Да и стоило ли вообще разговаривать с Данком, раз он сам не чувствовал потребности поинтересоваться судьбой Дарки?
Он, верно, успокоился, узнав, что лично его нет в списках «неблагонадежных», а остальные, в том числе и Дарка, его не интересовали.
Такие переживания отнюдь не способствовали хорошему настроению. Девушка была раздражена, готова каждую минуту вспылить из-за любой мелочи, ответить грубым словом или плачем.
Бабушка по старческой наивности относила скверное настроение Дарки за счет приближающейся разлуки с родным домом. Однако мама, у которой в таких делах глаз был более наметан, не упрощала ничего.
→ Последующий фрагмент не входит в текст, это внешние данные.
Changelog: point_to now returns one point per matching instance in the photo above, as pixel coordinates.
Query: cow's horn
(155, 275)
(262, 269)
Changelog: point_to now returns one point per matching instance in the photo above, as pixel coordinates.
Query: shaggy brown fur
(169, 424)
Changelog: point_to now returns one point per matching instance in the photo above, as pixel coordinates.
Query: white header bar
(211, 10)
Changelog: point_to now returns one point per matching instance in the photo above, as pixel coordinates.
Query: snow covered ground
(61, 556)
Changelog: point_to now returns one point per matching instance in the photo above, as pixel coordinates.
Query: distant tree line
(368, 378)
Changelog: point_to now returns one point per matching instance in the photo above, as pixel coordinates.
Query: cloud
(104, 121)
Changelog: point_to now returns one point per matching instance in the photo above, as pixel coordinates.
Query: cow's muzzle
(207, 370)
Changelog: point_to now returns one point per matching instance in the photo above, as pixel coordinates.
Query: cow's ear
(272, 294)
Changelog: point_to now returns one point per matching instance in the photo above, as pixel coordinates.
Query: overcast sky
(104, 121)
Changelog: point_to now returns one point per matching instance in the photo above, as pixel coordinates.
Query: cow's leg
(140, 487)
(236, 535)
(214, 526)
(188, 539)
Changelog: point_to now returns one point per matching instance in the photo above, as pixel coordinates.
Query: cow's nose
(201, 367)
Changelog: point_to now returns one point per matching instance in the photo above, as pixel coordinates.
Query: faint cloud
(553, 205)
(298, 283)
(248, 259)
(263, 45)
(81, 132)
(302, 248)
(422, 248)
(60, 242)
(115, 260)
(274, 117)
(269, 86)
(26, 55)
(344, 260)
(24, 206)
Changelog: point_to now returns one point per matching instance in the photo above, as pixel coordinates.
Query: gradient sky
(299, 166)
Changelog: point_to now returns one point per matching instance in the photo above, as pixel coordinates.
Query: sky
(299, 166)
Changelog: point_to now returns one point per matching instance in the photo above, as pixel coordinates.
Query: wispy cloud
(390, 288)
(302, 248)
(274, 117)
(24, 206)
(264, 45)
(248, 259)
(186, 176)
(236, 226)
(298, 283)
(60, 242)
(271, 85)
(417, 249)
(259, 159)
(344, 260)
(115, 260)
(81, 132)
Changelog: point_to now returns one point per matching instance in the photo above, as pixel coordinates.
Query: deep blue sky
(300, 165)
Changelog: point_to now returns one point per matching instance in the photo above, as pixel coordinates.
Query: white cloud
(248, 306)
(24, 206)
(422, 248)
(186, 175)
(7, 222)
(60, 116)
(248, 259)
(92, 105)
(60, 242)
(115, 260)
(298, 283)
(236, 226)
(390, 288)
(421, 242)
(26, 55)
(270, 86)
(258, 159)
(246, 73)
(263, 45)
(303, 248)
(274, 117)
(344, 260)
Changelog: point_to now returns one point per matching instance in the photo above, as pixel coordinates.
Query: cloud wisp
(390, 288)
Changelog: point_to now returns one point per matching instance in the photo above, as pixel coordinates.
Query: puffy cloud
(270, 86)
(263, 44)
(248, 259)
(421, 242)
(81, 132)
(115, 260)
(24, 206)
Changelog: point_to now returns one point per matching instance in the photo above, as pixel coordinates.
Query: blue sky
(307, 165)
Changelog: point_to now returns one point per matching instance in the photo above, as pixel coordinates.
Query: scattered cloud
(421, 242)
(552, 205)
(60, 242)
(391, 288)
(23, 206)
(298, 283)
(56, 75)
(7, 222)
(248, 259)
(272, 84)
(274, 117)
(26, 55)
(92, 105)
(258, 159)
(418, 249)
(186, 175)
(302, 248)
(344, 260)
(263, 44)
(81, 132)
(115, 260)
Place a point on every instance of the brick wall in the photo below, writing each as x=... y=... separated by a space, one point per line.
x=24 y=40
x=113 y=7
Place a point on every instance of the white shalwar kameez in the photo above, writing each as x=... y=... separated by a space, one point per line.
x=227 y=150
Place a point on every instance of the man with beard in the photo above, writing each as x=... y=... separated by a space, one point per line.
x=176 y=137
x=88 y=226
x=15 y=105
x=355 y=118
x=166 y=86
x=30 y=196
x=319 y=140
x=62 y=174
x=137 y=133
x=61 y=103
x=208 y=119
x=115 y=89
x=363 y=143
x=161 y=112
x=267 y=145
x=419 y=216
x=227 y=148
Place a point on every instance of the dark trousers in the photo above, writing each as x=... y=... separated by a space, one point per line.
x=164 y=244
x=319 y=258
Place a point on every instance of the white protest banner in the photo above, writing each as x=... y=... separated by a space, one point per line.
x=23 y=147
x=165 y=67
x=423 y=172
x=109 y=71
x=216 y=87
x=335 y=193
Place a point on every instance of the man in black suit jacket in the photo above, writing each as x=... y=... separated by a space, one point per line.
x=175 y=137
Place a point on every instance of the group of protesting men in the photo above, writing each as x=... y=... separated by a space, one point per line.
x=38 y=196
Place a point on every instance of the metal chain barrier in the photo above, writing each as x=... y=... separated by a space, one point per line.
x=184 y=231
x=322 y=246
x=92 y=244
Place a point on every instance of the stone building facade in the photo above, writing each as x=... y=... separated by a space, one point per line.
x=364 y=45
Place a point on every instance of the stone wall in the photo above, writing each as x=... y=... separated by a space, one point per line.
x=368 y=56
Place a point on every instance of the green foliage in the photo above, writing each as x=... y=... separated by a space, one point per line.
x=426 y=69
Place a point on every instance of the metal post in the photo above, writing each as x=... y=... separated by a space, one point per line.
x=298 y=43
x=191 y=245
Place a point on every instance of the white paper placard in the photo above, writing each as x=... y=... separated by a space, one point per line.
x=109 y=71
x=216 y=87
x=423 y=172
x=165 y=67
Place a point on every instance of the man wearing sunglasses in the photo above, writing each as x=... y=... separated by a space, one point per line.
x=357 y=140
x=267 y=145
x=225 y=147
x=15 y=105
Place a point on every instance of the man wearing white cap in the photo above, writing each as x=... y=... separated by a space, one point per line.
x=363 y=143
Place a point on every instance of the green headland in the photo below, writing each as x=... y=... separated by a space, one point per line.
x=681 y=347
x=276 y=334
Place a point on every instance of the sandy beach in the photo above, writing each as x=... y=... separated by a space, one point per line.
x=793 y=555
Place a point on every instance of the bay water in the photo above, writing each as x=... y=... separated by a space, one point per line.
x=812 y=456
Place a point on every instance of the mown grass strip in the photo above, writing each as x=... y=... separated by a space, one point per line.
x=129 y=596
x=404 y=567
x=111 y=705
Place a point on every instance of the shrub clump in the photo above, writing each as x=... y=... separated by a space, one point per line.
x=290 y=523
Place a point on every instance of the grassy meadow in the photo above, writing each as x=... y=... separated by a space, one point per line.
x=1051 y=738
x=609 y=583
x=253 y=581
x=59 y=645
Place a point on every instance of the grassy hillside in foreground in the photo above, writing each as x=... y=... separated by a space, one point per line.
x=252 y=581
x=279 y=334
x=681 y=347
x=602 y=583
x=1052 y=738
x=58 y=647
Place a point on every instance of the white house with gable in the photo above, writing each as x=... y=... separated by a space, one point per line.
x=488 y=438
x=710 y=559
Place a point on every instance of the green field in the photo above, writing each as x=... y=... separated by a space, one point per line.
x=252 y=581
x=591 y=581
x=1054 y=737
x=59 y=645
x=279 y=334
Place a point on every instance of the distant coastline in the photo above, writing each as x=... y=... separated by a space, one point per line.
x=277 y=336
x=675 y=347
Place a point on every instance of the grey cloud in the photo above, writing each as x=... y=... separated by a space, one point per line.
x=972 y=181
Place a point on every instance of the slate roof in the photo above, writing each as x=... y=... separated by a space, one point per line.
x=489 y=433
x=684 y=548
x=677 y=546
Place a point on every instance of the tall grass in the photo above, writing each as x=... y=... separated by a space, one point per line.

Она подозревала, что здесь, кроме тоски по родному дому и по родной стороне, кроется еще что-то.
Дарка не раз чувствовала на себе пристальный, суровый взгляд мамы, а когда глаза их встречались, та неодобрительно покачивала головой: «Ох-ох, и куда это все заведет?»
Теперь мама не упускала ни малейшей возможности и всякий раз заводила разговор о современных девушках, «совершенно утративших девичью гордость». Чтобы во времена маминой молодости девушка сохла по парню, который не обращает на нее внимания? Да ни за что на свете! Будь он хоть золотой, и не взглянула бы в его сторону!